LAHORE, giovedì, 15 settembre 2005 (ZENIT.org).- L’Arcivescovo di Lahore, monsignor Lawrence John Saldanha, ha condannato l’ultimo arresto di un cristiano in Pakistan per presunta blasfemia ed è tornato a chiedere l’abrogazione di “questa legge discriminatoria”.

In alcune dichiarazioni rilasciate ad “AsiaNews”, il prelato ha definito l’arresto di Younis Masih – fermato sabato scorso con l’accusa di aver offeso Maometto – come un episodio “controproducente per il Pakistan stesso, perché aggrava la cattiva reputazione del Paese e danneggia gli sforzi verso comprensione, armonia e dialogo interreligioso”.

Younis Masih, 40 anni, è stato arrestato dalla polizia il 10 settembre con l’accusa di aver pronunciato il giorno prima parole dispregiative nei confronti del profeta Maometto durante canti qawali (uno stile musicale che ripete versi sui profeti e i santi dell’Islam). I canti, arrangiati da un altro cristiano, si erano svolti nella zona di Chungi Amer Sidhu (Lahore).

Younis è stato picchiato prima da una folla di cristiani locali che pretendevano le sue scuse e poi da un gruppo di musulmani offesi.

La notte del 10 settembre, circa duecento uomini armati di bastoni hanno circondato il comando di polizia locale chiedendo l’apertura di un caso di blasfemia contro Younis. La folla minacciava di non muoversi prima di avere ottenuto ciò che chiedeva.

Il giorno dopo circa 50 famiglie cristiane hanno lasciato la zona per paura di rappresaglie e attacchi da parte degli estremisti.

Poiché secondo le forze dell’ordine, la vita di Younis era in pericolo anche all’interno della stazione di polizia, subito dopo l’interrogatorio è stato trasferito nel carcere di Kot Lakhpat.

La legge sulla blasfemia fa riferimento a due sezioni del Codice di Procedura Penale pakistano (295 b e c), che condannano le offese al Corano o al nome del Profeta. La pena prevista arriva all’ergastolo, ma la legge viene spesso utilizzata dai musulmani integralisti per vendicarsi di avversari politici o nemici personali, oppure per vendette private.

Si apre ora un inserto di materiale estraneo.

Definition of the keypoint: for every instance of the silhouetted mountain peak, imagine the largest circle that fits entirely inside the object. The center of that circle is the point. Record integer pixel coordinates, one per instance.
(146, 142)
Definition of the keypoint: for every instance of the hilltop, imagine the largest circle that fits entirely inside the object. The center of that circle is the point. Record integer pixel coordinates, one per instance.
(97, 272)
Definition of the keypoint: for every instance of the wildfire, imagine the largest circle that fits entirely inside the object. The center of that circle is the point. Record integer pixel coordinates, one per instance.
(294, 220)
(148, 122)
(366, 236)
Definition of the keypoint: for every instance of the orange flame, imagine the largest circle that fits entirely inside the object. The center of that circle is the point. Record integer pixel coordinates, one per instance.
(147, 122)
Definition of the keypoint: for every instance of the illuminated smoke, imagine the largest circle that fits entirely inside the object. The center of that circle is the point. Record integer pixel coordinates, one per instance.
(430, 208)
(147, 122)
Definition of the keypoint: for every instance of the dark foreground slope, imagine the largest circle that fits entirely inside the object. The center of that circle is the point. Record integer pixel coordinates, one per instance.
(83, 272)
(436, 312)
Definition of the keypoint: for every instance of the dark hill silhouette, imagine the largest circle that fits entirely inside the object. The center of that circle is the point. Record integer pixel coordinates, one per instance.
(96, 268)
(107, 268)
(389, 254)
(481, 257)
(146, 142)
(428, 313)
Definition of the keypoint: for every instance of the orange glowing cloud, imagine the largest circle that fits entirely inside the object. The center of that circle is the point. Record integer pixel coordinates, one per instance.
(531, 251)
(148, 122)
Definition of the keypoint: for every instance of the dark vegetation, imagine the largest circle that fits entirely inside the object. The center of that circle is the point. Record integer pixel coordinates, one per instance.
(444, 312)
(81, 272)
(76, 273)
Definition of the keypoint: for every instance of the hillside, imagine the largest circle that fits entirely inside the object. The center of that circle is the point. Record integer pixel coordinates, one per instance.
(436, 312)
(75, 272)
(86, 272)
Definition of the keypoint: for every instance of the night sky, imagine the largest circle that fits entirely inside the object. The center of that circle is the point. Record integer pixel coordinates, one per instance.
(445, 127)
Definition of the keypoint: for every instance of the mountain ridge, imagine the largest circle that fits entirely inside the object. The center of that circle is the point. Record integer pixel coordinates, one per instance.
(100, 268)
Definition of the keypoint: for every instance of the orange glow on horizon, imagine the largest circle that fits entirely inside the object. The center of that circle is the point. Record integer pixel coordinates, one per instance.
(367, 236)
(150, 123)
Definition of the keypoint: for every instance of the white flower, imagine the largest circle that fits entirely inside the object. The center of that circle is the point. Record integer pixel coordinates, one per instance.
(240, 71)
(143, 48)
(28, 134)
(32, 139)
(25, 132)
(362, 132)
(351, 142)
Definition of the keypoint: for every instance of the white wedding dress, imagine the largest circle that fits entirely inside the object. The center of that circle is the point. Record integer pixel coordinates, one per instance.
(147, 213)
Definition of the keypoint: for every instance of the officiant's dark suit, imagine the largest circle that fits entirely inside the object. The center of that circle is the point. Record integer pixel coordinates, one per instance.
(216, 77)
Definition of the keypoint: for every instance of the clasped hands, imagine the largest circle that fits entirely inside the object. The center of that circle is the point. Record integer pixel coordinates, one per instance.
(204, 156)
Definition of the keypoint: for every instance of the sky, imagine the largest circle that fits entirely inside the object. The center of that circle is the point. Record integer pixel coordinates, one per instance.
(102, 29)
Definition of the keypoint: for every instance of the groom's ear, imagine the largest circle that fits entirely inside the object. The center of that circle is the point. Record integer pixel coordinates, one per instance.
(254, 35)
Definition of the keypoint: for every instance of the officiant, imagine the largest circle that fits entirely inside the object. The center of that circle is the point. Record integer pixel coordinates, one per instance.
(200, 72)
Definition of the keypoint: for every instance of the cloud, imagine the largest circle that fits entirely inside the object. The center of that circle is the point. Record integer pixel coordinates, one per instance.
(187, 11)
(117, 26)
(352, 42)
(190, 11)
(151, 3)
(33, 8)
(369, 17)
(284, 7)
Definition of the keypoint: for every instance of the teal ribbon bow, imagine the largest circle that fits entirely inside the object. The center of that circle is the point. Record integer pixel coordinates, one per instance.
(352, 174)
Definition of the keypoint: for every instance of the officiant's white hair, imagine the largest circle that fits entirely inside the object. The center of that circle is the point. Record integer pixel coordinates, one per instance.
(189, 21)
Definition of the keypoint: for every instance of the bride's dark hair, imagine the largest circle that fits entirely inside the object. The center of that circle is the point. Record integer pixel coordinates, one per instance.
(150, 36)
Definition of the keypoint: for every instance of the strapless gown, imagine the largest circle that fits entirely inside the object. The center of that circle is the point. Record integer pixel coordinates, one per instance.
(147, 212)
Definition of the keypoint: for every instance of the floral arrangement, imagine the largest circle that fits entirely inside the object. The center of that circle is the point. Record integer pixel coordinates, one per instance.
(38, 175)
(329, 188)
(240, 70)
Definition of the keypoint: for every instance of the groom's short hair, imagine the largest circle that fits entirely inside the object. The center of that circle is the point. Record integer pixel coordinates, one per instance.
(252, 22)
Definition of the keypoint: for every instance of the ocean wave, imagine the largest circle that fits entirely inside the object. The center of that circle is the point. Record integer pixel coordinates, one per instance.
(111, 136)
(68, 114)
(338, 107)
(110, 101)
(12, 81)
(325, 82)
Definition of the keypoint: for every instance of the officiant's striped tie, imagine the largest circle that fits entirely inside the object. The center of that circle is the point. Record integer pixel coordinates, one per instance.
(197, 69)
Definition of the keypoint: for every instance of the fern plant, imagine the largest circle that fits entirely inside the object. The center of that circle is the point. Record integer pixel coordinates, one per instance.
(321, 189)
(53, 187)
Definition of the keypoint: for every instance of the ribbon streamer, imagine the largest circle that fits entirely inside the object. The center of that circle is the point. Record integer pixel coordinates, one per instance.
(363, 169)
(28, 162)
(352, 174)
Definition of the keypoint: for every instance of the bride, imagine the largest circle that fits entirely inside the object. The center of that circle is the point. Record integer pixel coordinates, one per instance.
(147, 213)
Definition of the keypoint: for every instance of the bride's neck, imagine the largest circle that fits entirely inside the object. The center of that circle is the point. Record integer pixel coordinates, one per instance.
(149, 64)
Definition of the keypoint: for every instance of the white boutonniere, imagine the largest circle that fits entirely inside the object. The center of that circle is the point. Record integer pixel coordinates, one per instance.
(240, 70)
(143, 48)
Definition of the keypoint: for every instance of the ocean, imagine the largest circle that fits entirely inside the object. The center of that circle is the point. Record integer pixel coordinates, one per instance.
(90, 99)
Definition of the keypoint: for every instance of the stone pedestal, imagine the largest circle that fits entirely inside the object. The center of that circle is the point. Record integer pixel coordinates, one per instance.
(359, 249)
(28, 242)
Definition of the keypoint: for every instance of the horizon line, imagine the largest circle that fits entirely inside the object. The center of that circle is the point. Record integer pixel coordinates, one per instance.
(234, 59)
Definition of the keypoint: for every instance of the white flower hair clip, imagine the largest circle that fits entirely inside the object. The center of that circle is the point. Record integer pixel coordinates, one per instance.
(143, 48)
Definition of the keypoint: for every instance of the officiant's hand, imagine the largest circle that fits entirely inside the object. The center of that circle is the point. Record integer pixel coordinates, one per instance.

L’anno scorso il Parlamento pakistano ha approvato una legge volta a ridurre la portata delle restrittive leggi sulla blasfemia. L’emendamento alla legge consiste nel fatto che i funzionari di polizia dovrebbero investigare sulle accuse di blasfemia per assicurarsi che siano fondate prima di incriminare gli accusati.

Monsignor Saldanha ha affermato che “modificare la legge sulla blasfemia non serve, gli estremisti continuano a usarla per i loro fini personalistici cercando di punire i presunti responsabili arrestati senza prove o indagini”.

“Questa legge crea un senso di paura e insicurezza tra le minoranze e la Chiesa ne chiede la completa abrogazione”, ha aggiunto.

Dello stesso avviso anche l’Alleanza delle Minoranze di tutto il Pakistan (“All Pakistan Minorities Alliance”, APMA), la Commissione Nazionale Giustizia e Pace ed altri gruppi della società civile.

Il Presidente dell’APMA, Shabbaz Bhatti, ha chiesto al Governo la creazione di una Commissione giudiziaria per indagare sul caso “aperto senza nessuna prova contro Younis”.

Bhatti ha anche sottolineato che nessuno di coloro che hanno assaltato l’abitazione dell’uomo è stato arrestato. Come già fatto in precedenza, il Presidente dell’APMA continua a denunciare gli “abusi di questa legge”, che in Pakistan colpisce non solo le minoranze, ma anche gli stessi musulmani.

“Quello di blasfemia è un concetto vago – ha spiegato – e questa legge è usata per sistemare sia dispute private, che inimicizie interreligiose”.

La maggior parte delle volte, gli acusati di blasfemia e le loro famiglie corrono pericolo di morte a causa degli estremisti, decisi a farsi giustizia da sé.

In Pakistan i cristiani rappresentano il 2,5% dei 155 milioni di abitanti, per il 97% musulmani (perlopiù sunniti; gli sciiti sono circa il 20%). Nel Paese ci sono 1,2 milioni di cattolici.